Thursday, January 1, 2015

2015 in review

With mere minutes remaining of 2014, I thought it a good time to reflect on the joy and wonder of the year.

2014 began with a flight in a blue Navion once owned by Errol Flynn to Catalina Island. This turned out to be an excellent summary (Russian style) for how the year would go. Two and four days later I completed my cross-country solos as part of my pilot's license. Both were incredible learning experiences that I none-the-less survived. On the latter I encountered the most severe turbulence I've ever experienced, as well as some intermittent mechanical problems. Props to my CFI RT for preparing me so well.

By the end of January I'd also made a quick jaunt to the old country - Australia - though I'm not certain when next I shall return. One highlight was exploring the innards of the Sydney Town Hall Organ, the largest non-electric pipe organ in the world, and one of only two with an actual 64' stop.

Three weeks later RENT opened, a terrific show largely orchestrated by MG, DS, and JLL, who later left me for Boston. Building set and singing and dancing and acting is some of the most fun.

I somehow found time to take a few field trips, with the geologists to Zion and Mono Lake, and with the Caltech Y to Yosemite, Washington DC, and a five day induction/indoctrination trip for incoming frosh in the Sierras.

Around Easter ET visited from sunny Seattle, and we did our best to go bananas, with trips to JPL, Catalina Island, and the Mt Wilson 60" telescope to coincide with Mars' opposition. We saw polar caps and the dark plains of Syrtis Major. 

Around this time I procrastinated on flying long enough to 3D print a bunch of jewelry and scientific models, and began a tradition of flying tiny quadcopter drones around TAPIR, the physics department. 

When the drone batteries were exhausted I reluctantly did some work, and went so far as to present it at the APS April meeting in Savannah, Georgia, followed by a few days break with KH in NY and JH in Philadelphia. While in NY I walked down Wall Street wearing my Occupy Mars teeshirt, which was pretty fun.

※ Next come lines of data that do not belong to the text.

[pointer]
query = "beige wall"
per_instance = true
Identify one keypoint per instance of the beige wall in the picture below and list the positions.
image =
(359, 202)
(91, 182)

Back at Caltech I got stuck into satellite control software, eventually succeeding in getting the AAReST mirror to work with MD, T, YP, IH, et al.

The sublime tended to the ridiculous when on the third attempt I managed to outsmart weather and mechanical issues to sit, and pass, my private pilot license checkride, burning cash and old dinosaurs to coast serenely above the LA traffic while occasionally pulling 0gs.

The academic year wound to a close as Fluid Dynamics recorded a studio album (New Tones https://soundcloud.com/fdacappella/) featuring one of my less clunky arrangements. Summer was upon us. Work was completed at a feverish pace, some of it even related to my PhD. In the meantime my old housemate BM had finished his PhD(s) and was walking the Camino de Santiago in Spain. I flew in and intercepted him in Pamplona, walking for 6 days and also finding time to check in on TN, who was resting up in Gijon. 

Returning via a 9 hour layover in Belgium, I prepared feverishly for my first expedition to Burning Man. About this I will relate little except to flag my wonder and amazement when first the Coup de Foudre Tesla coil came to life beneath my fingers.

September saw a visit from LO, turning 27 = 3^3, and the publication at long last of a substantial paper representing the bulk of my academic work for the last three years. Read and cite, people: http://arxiv.org/pdf/1406.7029

October brought some sober reckoning and romantic reconfiguration, but ended promisingly as my outrageously talented brother MH dropped in for a few days, fresh from a big medical conference in SF. The weather was unkind but we managed to fit in a Tesla test drive, a JPL tour, a SpaceX tour, and about 6 hours in a tiny plane buzzing southern California.

In November I achieved the lifelong goal of stranding an ex on a desert island when I flew TK, S, and MB out to Catalina for a birthday camping trip. And, I might add, back the following day with an ad-hoc diversion to Hawthorne-Northrop airfield.

In December I had had enough and decided to spend the month in bed recuperating. Ha! I reveled in the wonders of Interstellar, bought my first thermal camera, and visited DC, Seattle, and Arizona in one of the more unusual trips I've ever done.

What will 2015 hold? My operational priorities include graduating, flying a lot, being mindfully (and mindlessly) generous and less mean, doing Burning Man again, learning much more about computers and quadcopters, and finding a real job doing something I love.